TIPP: Broschüre „Mythos Demographie” von ver.di ist runterzuladen unter:  
www.uebergebuehr.de/uploads/media/mythos_demografie__oktober_2003.pdf

 

 

„Aufstand der Alten“
In die Panikma
che der „vergreisenden Gesellschaft” hat sich jetzt (Mitte Januar) auch das ZDF mit einem 3-Teiler (Doku-Fiktion) eingeschaltet und das Hochpeitschen eines angeblichen Generationenkonflikts vorangetrieben. Was für die Menschen dabei rüberkommt: Wir werden (leider) immer älter, die Alten liegen uns auf der Tasche, wir müssen alle den Gürtel enger schnallen. Gerd Bosbach (von der FH Koblenz) hat im FR-Interview vom 18.1.07 im Ansatz richtig darauf geantwortet. Es ist keine Frage der Demographie sondern eine Verteilungsfrage. „Die Schere zwischen arm und reich hat sich in den vergangenen Jahren massiv geöffnet.
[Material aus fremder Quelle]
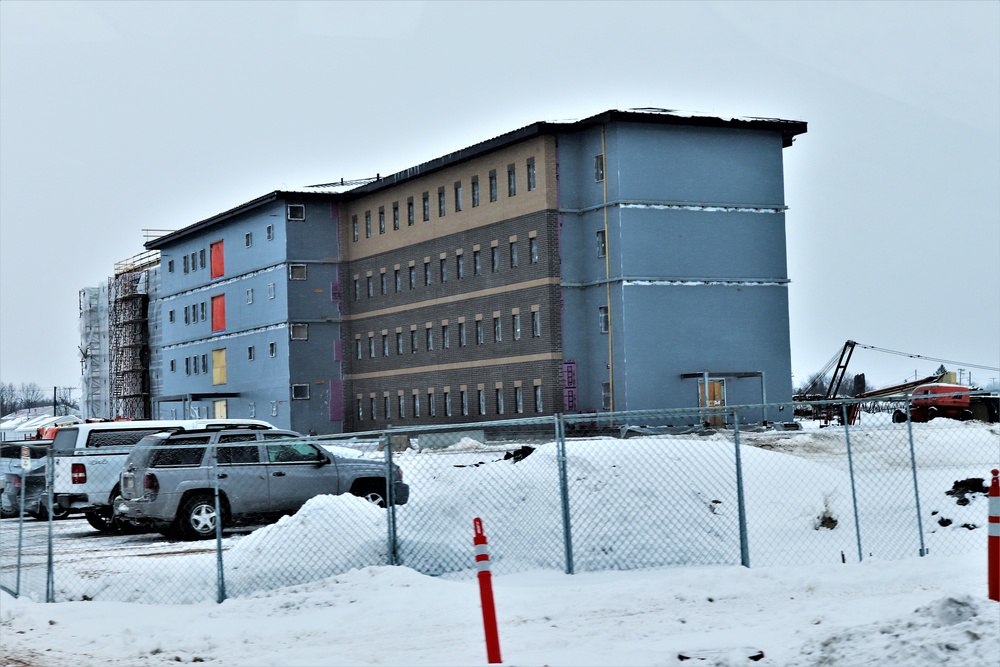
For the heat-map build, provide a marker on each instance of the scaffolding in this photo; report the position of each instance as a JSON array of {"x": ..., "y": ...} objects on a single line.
[{"x": 128, "y": 328}]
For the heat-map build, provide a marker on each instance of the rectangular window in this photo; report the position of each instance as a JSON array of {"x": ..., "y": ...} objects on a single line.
[
  {"x": 219, "y": 312},
  {"x": 219, "y": 366},
  {"x": 218, "y": 259}
]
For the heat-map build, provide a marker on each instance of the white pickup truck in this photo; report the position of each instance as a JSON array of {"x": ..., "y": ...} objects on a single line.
[{"x": 88, "y": 460}]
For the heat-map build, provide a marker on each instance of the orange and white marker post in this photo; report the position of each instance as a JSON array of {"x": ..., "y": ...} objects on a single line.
[
  {"x": 993, "y": 551},
  {"x": 486, "y": 592}
]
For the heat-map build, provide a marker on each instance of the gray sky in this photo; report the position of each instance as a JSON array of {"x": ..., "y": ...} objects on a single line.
[{"x": 118, "y": 116}]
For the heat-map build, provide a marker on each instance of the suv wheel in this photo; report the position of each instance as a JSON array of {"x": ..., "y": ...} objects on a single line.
[{"x": 196, "y": 520}]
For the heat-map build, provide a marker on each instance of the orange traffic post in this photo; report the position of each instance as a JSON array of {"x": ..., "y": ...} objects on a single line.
[
  {"x": 486, "y": 592},
  {"x": 993, "y": 550}
]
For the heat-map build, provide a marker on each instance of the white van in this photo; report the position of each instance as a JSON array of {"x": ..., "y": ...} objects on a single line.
[{"x": 88, "y": 459}]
Wir haben einen Reichtum, der aber sehr ungerecht verteilt wird.”

 

 

 

1946
Wer nach 1946 geboren ist, soll für jedes Jahr, das er/sie später geboren ist, einen Monat länger arbeiten; ab Jahrgang 52 dann in 2-Monatsschritten.
Für jeden Monat, den mensch früher als das gesetzliche Renteneintrittsalter in Rente geht, werden 0,3% des Rentenbetrags abgezogen und zwar ein Leben lang. Ein Jahr früher als die Regelzeit hat also einen Abzug von 3,6% zur Folge usw.